Hong Kong yesterday saw a third local case of the fast-spreading Covid-19 Omicron variant with unknown source involving a 20-year-old part-time saleswoman at the SOGO department store in Causeway Bay.
The woman, who has not been vaccinated, tested preliminary positive yesterday.
She last went to work on December 28.
She lives at Aegean Coast block 8 in So Kwun Wat, Tuen Mun, and usually works and stays at a pharmacy operated by her family at H.A.N.D.S mall in Tuen Mun.
The SAR has recorded 270 confirmed Omicron cases so far, including three local cases with unknown sources, and 35 imported cases. The rest are traceable cases.
Chuang Shuk-kwan, the head of the communicable disease branch of the Centre for Health Protection, said the saleswoman tested negative on January 1 after a Covid patient visited the SOGO mall.
However, she tested positive in a required second test on January 8.
Chuang said health authorities are investigating whether the woman contracted the virus at SOGO.
"It doesn't seem like there is an outbreak at the SOGO mall and we will verify her working records at the mall," Chuang said.
She also revealed the woman went to the Tai Po Mega Mall on January 2 and dined in Sushiro restaurant between 5.30pm and 6.30pm that day.
Chuang also said a 43-year-old woman who attended liaison official Witman Hung Wai-man's birthday party tested preliminary positive yesterday.
Another preliminary positive case is an 88-year-old woman living in Ming Wah Dai Ha, Shau Kei Wan, whose masseuse family member had provided foot massage for a confirmed case. But the has masseuse tested negative so far.
The homes of all cases were locked down for compulsory tests last night.
Chuang said a 66-year-old woman living at Mei Sun Building in Tai Po also tested preliminarily positive for the virus after an Indonesian helper, her employer and the employer's teenage daughter living in the same unit a few floors below were infected.
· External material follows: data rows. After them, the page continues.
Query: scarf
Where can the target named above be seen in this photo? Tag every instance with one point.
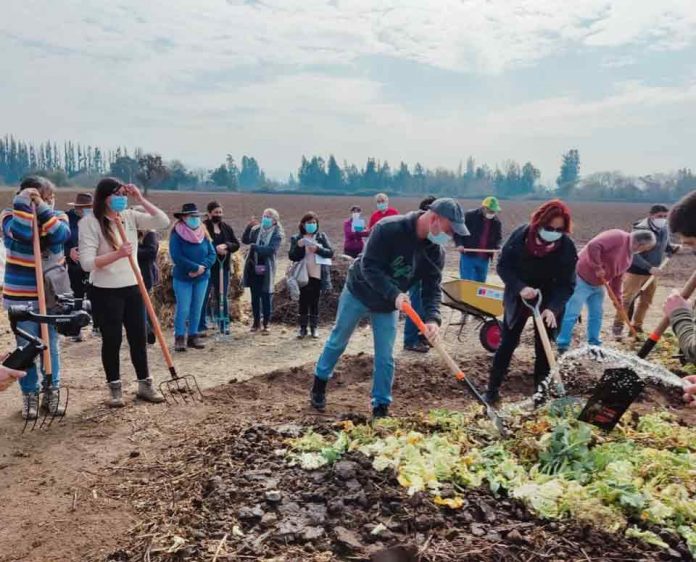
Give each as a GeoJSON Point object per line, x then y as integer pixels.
{"type": "Point", "coordinates": [187, 234]}
{"type": "Point", "coordinates": [538, 248]}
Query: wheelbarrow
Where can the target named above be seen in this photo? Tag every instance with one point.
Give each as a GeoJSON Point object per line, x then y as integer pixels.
{"type": "Point", "coordinates": [482, 301]}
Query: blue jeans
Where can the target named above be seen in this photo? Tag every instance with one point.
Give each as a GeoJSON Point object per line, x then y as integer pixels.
{"type": "Point", "coordinates": [30, 382]}
{"type": "Point", "coordinates": [189, 302]}
{"type": "Point", "coordinates": [212, 295]}
{"type": "Point", "coordinates": [473, 268]}
{"type": "Point", "coordinates": [411, 334]}
{"type": "Point", "coordinates": [350, 312]}
{"type": "Point", "coordinates": [588, 294]}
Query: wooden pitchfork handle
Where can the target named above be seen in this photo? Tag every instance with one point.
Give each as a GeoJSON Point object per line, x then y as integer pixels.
{"type": "Point", "coordinates": [146, 299]}
{"type": "Point", "coordinates": [620, 309]}
{"type": "Point", "coordinates": [41, 292]}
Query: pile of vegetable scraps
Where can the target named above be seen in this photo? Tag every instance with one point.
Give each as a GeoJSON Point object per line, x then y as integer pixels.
{"type": "Point", "coordinates": [639, 480]}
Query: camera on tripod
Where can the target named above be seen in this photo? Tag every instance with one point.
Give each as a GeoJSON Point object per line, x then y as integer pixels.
{"type": "Point", "coordinates": [69, 316]}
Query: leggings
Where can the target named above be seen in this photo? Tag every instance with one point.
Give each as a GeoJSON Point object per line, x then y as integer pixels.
{"type": "Point", "coordinates": [309, 302]}
{"type": "Point", "coordinates": [118, 308]}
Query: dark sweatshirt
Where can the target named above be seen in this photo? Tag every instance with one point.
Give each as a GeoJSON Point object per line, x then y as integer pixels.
{"type": "Point", "coordinates": [393, 261]}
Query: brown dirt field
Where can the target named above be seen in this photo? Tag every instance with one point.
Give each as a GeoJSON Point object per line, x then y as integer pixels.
{"type": "Point", "coordinates": [68, 493]}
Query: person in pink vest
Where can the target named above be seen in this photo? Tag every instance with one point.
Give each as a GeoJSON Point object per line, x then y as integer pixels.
{"type": "Point", "coordinates": [604, 259]}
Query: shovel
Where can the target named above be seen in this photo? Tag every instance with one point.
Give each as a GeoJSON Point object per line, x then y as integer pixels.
{"type": "Point", "coordinates": [46, 358]}
{"type": "Point", "coordinates": [184, 385]}
{"type": "Point", "coordinates": [656, 334]}
{"type": "Point", "coordinates": [620, 309]}
{"type": "Point", "coordinates": [407, 309]}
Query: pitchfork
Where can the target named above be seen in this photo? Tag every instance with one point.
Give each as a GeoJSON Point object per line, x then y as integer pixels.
{"type": "Point", "coordinates": [184, 385]}
{"type": "Point", "coordinates": [46, 359]}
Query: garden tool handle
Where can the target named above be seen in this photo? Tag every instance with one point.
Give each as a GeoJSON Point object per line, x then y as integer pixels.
{"type": "Point", "coordinates": [656, 334]}
{"type": "Point", "coordinates": [620, 309]}
{"type": "Point", "coordinates": [146, 299]}
{"type": "Point", "coordinates": [41, 292]}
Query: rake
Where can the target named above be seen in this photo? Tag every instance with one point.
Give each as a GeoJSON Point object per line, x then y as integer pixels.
{"type": "Point", "coordinates": [184, 385]}
{"type": "Point", "coordinates": [407, 309]}
{"type": "Point", "coordinates": [47, 385]}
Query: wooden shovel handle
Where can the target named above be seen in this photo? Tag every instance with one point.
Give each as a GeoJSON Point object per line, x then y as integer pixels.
{"type": "Point", "coordinates": [41, 291]}
{"type": "Point", "coordinates": [146, 299]}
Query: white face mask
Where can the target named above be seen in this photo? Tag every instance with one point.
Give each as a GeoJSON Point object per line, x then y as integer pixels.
{"type": "Point", "coordinates": [659, 223]}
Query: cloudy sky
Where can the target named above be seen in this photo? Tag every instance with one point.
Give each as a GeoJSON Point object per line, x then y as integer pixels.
{"type": "Point", "coordinates": [416, 80]}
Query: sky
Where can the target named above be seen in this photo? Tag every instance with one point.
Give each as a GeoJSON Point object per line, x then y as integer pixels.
{"type": "Point", "coordinates": [430, 81]}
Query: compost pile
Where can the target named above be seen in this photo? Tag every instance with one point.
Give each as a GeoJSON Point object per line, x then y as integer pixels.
{"type": "Point", "coordinates": [437, 486]}
{"type": "Point", "coordinates": [285, 310]}
{"type": "Point", "coordinates": [163, 297]}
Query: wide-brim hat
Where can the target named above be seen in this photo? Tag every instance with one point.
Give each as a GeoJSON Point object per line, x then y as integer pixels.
{"type": "Point", "coordinates": [188, 210]}
{"type": "Point", "coordinates": [82, 200]}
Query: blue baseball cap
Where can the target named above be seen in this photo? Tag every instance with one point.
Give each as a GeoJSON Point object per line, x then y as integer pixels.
{"type": "Point", "coordinates": [449, 209]}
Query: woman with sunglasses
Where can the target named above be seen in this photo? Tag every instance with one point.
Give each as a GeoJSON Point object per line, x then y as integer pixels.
{"type": "Point", "coordinates": [116, 299]}
{"type": "Point", "coordinates": [537, 261]}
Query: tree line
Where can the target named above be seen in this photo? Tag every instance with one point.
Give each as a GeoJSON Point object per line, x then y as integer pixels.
{"type": "Point", "coordinates": [81, 165]}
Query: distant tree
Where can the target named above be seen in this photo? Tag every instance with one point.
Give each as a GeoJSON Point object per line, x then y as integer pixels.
{"type": "Point", "coordinates": [570, 173]}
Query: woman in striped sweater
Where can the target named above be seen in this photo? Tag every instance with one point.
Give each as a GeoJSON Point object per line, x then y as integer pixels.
{"type": "Point", "coordinates": [20, 278]}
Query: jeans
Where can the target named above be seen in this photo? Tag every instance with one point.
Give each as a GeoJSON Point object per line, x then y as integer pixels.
{"type": "Point", "coordinates": [260, 301]}
{"type": "Point", "coordinates": [588, 294]}
{"type": "Point", "coordinates": [189, 303]}
{"type": "Point", "coordinates": [30, 382]}
{"type": "Point", "coordinates": [210, 302]}
{"type": "Point", "coordinates": [384, 324]}
{"type": "Point", "coordinates": [411, 334]}
{"type": "Point", "coordinates": [510, 339]}
{"type": "Point", "coordinates": [309, 303]}
{"type": "Point", "coordinates": [473, 268]}
{"type": "Point", "coordinates": [119, 308]}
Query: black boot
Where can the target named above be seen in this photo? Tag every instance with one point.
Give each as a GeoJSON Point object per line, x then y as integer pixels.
{"type": "Point", "coordinates": [317, 396]}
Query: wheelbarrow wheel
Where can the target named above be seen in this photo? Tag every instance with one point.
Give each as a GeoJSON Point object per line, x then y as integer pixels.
{"type": "Point", "coordinates": [490, 335]}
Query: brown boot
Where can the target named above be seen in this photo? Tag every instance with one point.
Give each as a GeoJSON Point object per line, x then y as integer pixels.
{"type": "Point", "coordinates": [179, 343]}
{"type": "Point", "coordinates": [194, 342]}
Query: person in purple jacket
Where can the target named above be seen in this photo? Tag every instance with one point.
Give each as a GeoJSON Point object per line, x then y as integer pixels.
{"type": "Point", "coordinates": [354, 232]}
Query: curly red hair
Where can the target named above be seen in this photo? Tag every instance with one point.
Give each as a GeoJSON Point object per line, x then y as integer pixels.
{"type": "Point", "coordinates": [551, 210]}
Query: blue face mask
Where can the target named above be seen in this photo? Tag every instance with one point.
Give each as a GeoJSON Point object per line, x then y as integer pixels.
{"type": "Point", "coordinates": [549, 235]}
{"type": "Point", "coordinates": [118, 203]}
{"type": "Point", "coordinates": [193, 222]}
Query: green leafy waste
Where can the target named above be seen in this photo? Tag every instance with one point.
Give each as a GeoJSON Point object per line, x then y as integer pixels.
{"type": "Point", "coordinates": [643, 474]}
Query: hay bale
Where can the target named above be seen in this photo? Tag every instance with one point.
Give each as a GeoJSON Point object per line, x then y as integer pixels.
{"type": "Point", "coordinates": [163, 297]}
{"type": "Point", "coordinates": [286, 311]}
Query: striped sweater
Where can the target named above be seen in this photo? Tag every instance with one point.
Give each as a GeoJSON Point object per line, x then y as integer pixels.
{"type": "Point", "coordinates": [17, 230]}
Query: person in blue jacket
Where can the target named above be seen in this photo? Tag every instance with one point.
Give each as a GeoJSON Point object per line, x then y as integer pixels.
{"type": "Point", "coordinates": [193, 255]}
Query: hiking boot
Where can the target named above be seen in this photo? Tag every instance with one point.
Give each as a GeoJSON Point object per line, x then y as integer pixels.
{"type": "Point", "coordinates": [179, 343]}
{"type": "Point", "coordinates": [317, 396]}
{"type": "Point", "coordinates": [418, 347]}
{"type": "Point", "coordinates": [30, 405]}
{"type": "Point", "coordinates": [194, 342]}
{"type": "Point", "coordinates": [115, 395]}
{"type": "Point", "coordinates": [491, 397]}
{"type": "Point", "coordinates": [148, 392]}
{"type": "Point", "coordinates": [51, 402]}
{"type": "Point", "coordinates": [380, 411]}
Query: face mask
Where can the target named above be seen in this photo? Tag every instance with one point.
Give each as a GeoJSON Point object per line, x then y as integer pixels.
{"type": "Point", "coordinates": [193, 222]}
{"type": "Point", "coordinates": [549, 235]}
{"type": "Point", "coordinates": [118, 203]}
{"type": "Point", "coordinates": [659, 223]}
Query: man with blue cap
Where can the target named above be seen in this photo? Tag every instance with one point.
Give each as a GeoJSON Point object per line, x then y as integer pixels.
{"type": "Point", "coordinates": [400, 252]}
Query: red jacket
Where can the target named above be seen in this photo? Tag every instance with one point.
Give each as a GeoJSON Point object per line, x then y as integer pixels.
{"type": "Point", "coordinates": [379, 215]}
{"type": "Point", "coordinates": [610, 251]}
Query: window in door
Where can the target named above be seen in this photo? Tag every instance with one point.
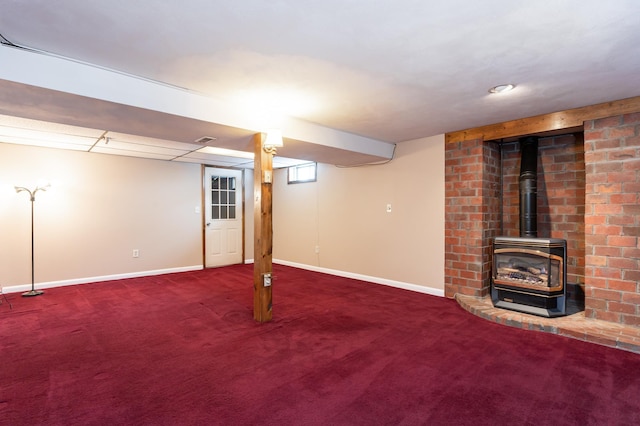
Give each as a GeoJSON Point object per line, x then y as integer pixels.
{"type": "Point", "coordinates": [223, 197]}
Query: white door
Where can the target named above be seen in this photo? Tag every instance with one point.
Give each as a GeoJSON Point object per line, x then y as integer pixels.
{"type": "Point", "coordinates": [223, 217]}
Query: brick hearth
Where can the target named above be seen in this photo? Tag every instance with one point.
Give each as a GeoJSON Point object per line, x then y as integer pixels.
{"type": "Point", "coordinates": [589, 186]}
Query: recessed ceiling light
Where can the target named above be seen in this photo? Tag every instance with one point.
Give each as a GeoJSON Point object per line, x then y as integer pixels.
{"type": "Point", "coordinates": [502, 88]}
{"type": "Point", "coordinates": [205, 140]}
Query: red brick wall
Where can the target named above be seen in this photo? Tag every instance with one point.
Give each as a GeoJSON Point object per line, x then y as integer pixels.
{"type": "Point", "coordinates": [471, 215]}
{"type": "Point", "coordinates": [561, 194]}
{"type": "Point", "coordinates": [606, 164]}
{"type": "Point", "coordinates": [612, 219]}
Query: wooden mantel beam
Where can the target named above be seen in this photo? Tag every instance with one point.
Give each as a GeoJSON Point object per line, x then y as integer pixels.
{"type": "Point", "coordinates": [554, 121]}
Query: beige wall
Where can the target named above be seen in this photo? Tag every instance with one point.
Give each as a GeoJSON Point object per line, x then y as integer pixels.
{"type": "Point", "coordinates": [344, 214]}
{"type": "Point", "coordinates": [100, 208]}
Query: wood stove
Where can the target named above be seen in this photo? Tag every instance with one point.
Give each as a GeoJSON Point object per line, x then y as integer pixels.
{"type": "Point", "coordinates": [529, 273]}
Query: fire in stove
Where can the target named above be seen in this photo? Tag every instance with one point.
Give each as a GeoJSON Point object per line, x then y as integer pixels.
{"type": "Point", "coordinates": [528, 275]}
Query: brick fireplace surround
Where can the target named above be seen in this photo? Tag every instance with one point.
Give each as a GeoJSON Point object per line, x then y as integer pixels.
{"type": "Point", "coordinates": [588, 194]}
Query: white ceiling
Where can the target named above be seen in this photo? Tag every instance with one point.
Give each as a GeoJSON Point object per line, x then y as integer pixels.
{"type": "Point", "coordinates": [383, 71]}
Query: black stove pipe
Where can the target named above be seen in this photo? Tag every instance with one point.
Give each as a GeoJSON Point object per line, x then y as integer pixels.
{"type": "Point", "coordinates": [529, 187]}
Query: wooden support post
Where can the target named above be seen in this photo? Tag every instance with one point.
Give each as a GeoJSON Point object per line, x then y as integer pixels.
{"type": "Point", "coordinates": [263, 230]}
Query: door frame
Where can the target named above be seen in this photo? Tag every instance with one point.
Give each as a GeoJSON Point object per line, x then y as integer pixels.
{"type": "Point", "coordinates": [203, 209]}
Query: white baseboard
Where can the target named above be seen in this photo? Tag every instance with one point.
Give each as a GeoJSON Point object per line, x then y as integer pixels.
{"type": "Point", "coordinates": [52, 284]}
{"type": "Point", "coordinates": [375, 280]}
{"type": "Point", "coordinates": [367, 278]}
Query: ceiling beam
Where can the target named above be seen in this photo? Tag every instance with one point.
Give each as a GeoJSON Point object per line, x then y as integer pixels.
{"type": "Point", "coordinates": [554, 121]}
{"type": "Point", "coordinates": [64, 75]}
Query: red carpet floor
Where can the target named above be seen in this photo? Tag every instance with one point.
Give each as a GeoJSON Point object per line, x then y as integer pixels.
{"type": "Point", "coordinates": [183, 349]}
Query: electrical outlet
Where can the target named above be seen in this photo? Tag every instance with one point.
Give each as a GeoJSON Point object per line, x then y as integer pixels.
{"type": "Point", "coordinates": [266, 279]}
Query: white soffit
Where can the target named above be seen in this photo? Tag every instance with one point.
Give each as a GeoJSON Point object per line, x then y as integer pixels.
{"type": "Point", "coordinates": [26, 67]}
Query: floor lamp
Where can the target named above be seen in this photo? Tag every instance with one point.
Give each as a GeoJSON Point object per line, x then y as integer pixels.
{"type": "Point", "coordinates": [32, 196]}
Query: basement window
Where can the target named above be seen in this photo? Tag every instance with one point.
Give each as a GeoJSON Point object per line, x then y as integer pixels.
{"type": "Point", "coordinates": [302, 173]}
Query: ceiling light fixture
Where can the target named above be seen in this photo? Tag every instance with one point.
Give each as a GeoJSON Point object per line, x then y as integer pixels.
{"type": "Point", "coordinates": [273, 141]}
{"type": "Point", "coordinates": [502, 88]}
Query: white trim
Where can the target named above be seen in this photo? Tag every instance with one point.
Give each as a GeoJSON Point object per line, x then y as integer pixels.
{"type": "Point", "coordinates": [398, 284]}
{"type": "Point", "coordinates": [63, 283]}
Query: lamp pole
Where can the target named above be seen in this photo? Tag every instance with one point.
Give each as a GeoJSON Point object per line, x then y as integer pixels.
{"type": "Point", "coordinates": [32, 198]}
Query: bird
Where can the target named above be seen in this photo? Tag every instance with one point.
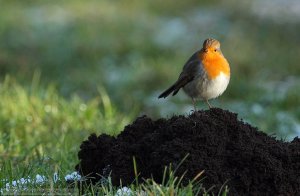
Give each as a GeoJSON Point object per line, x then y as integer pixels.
{"type": "Point", "coordinates": [204, 76]}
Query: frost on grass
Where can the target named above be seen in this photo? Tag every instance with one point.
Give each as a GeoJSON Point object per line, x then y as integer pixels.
{"type": "Point", "coordinates": [39, 180]}
{"type": "Point", "coordinates": [124, 191]}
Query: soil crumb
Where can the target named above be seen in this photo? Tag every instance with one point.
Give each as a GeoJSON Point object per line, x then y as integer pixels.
{"type": "Point", "coordinates": [230, 151]}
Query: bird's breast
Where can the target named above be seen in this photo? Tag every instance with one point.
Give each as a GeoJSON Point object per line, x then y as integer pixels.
{"type": "Point", "coordinates": [215, 66]}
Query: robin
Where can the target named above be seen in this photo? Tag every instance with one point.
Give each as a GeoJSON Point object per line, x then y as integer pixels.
{"type": "Point", "coordinates": [204, 76]}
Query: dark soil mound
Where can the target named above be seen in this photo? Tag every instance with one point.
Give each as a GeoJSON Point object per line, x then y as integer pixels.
{"type": "Point", "coordinates": [226, 148]}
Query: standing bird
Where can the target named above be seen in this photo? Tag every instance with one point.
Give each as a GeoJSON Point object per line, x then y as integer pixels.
{"type": "Point", "coordinates": [204, 76]}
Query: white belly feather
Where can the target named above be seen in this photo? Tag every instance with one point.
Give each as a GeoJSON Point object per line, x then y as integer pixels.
{"type": "Point", "coordinates": [202, 88]}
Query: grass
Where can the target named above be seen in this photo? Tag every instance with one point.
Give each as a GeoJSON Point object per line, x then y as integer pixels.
{"type": "Point", "coordinates": [48, 183]}
{"type": "Point", "coordinates": [68, 69]}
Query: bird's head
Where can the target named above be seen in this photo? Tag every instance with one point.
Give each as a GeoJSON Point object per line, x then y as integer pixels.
{"type": "Point", "coordinates": [211, 48]}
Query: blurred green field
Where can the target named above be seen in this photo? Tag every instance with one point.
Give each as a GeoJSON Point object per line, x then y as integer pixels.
{"type": "Point", "coordinates": [69, 68]}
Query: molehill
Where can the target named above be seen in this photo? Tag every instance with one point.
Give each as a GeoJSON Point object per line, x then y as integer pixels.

Government advisor Yuen Kwok-yung inspected the building yesterday and said the 66-year-old living in unit 10D was likely to have contracted the virus from the trio living in unit 5D.
"The most possible reason for the infection is what we call the chimney effect, meaning warm air rises in the pipe, and in this case, in the wastewater pipe," Yuen said.
"The air reached unit 10D, where the washroom had been altered and the shower had not been used so the U-shaped trap in the drainage pipe was probably dry. So the air from floors below entered the unit and infected this lady," he said.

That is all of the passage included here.